Biomed Middle East

Study: Lax infection control at surgery centers

CHICAGO — A new federal study finds many same-day surgery centers — where patients get such things as foot operations and pain injections — have serious problems with infection control.

Failure to wash hands, wear gloves and clean blood glucose meters were among the reported breaches. Clinics reused devices meant for one person or dipped into single-dose medicine vials for multiple patients.

The findings, appearing in Wednesday’s Journal of the American Medical Association, suggest lax infection practices may pervade the nation’s more than 5,000 outpatient centers, experts said.

“These are basic fundamentals of infection control, things like cleaning your hands, cleaning surfaces in patient care areas,” said lead author Dr. Melissa Schaefer of the Centers for Disease Control and Prevention. “It’s all surprising and somewhat disappointing.”

The study was prompted by a hepatitis C outbreak in Las Vegas believed to be caused by unsafe injection practices at two now-closed clinics.

It’s the first report from a push to more vigorously inspect U.S. outpatient centers, a growing segment of the health care system that annually performs more than 6 million procedures and collects $3 billion from Medicare. Procedures performed at such centers include exams of the esophagus, colonoscopies and plastic surgery.

In the study, state inspectors visited 68 centers in Maryland, North Carolina and Oklahoma. They used a new audit tool focusing on infection control. At each site, inspectors followed at least one patient through an entire stay. Inspections weren’t announced ahead of time, but staff were notified once inspectors arrived.

The new study found 67 percent of the centers had at least one lapse in infection control and 57 percent were cited for deficiencies. The study didn’t look at whether any of the lapses actually led to infections in patients.

“These people knew they were under observation, had the opportunity to be on their best behavior and yet these lapses were still identified, some of which potentially are very dangerous and have been warned against explicitly,” said Dr. Philip Barie of Weill Cornell Medical College in New York. Barie was not involved in the study but wrote an accompanying editorial in the journal.

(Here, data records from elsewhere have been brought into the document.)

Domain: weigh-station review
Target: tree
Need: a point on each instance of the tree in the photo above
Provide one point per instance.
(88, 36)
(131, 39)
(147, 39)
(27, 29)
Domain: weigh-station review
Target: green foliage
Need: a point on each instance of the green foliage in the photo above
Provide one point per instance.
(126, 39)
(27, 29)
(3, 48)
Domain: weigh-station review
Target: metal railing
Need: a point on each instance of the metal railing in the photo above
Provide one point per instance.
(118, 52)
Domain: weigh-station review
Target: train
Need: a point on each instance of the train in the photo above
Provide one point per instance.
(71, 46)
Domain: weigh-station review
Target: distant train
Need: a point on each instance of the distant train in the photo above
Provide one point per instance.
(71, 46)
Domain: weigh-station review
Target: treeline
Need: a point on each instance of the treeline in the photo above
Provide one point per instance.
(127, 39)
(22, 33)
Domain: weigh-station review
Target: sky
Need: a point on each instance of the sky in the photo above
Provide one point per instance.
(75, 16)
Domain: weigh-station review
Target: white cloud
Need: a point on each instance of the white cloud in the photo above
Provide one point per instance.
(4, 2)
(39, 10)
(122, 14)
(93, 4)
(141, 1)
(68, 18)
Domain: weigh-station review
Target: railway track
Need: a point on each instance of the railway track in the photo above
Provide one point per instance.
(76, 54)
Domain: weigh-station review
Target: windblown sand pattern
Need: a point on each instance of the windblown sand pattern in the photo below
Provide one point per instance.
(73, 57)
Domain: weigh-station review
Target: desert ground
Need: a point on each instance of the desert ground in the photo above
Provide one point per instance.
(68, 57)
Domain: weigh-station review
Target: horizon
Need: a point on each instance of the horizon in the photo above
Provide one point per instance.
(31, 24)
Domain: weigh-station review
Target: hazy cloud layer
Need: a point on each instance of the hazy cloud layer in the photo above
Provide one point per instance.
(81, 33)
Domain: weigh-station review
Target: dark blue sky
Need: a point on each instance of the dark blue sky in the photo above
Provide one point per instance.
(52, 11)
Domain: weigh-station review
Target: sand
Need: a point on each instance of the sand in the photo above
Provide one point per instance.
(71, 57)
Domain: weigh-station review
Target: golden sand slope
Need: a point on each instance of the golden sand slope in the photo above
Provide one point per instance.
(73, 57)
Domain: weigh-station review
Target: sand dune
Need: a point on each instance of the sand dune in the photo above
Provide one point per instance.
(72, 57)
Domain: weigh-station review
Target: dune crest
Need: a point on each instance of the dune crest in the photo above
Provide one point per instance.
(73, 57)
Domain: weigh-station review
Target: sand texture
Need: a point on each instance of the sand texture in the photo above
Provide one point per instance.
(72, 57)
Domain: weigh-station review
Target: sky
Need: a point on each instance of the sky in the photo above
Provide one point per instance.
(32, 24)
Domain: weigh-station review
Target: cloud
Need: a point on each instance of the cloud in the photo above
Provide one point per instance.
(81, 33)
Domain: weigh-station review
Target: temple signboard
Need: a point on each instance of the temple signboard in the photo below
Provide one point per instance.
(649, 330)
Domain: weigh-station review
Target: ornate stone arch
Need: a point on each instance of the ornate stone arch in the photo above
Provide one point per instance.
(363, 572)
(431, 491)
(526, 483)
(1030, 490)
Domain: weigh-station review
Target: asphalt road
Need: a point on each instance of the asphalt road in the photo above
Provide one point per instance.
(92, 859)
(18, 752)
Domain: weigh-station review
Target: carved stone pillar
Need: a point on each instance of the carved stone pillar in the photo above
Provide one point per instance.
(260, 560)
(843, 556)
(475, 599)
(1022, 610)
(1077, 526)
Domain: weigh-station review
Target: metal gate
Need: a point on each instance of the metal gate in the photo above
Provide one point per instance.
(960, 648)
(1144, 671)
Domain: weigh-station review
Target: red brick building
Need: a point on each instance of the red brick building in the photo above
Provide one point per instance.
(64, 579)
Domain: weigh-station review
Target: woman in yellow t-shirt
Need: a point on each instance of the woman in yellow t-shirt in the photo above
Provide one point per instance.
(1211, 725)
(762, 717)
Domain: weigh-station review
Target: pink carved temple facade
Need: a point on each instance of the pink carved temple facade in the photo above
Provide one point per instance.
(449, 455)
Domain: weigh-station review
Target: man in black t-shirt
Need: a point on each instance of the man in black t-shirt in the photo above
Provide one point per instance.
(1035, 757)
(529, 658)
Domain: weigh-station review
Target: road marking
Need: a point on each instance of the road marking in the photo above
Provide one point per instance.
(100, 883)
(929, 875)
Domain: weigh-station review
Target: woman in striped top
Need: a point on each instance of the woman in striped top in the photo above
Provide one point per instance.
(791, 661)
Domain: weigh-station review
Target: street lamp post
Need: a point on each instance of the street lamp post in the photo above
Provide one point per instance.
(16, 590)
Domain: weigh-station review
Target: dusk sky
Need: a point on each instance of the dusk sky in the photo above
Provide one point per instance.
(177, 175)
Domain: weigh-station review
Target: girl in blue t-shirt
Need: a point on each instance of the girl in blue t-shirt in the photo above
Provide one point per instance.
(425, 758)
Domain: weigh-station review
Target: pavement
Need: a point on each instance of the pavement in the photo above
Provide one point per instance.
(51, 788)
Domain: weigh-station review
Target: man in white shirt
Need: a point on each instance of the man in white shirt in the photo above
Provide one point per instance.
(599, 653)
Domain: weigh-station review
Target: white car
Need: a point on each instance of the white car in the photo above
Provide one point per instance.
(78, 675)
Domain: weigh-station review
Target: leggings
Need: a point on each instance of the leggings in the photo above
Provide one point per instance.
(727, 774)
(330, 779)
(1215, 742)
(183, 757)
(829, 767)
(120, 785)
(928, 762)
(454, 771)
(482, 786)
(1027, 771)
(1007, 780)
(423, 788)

A few centers in the study hadn’t been inspected in 12 years. State agencies have the main responsibility for making sure centers comply with federal standards, but states often fall behind.

In the Nevada outbreak, officials notified 63,000 patients that they might have been exposed to blood-borne diseases. Nine cases of hepatitis C were linked to the clinics; more than 100 other cases also may be related.

States now are required to use the new audit tool to inspect centers participating in Medicare. Of surveys using the tool so far, 61 percent of centers have been cited for an infection control deficiency.

The new findings will cause centers to “redouble our efforts to improve patient care,” said Dr. David Shapiro of the Ambulatory Surgery Center Association, a trade group. “Any incident is one too many.”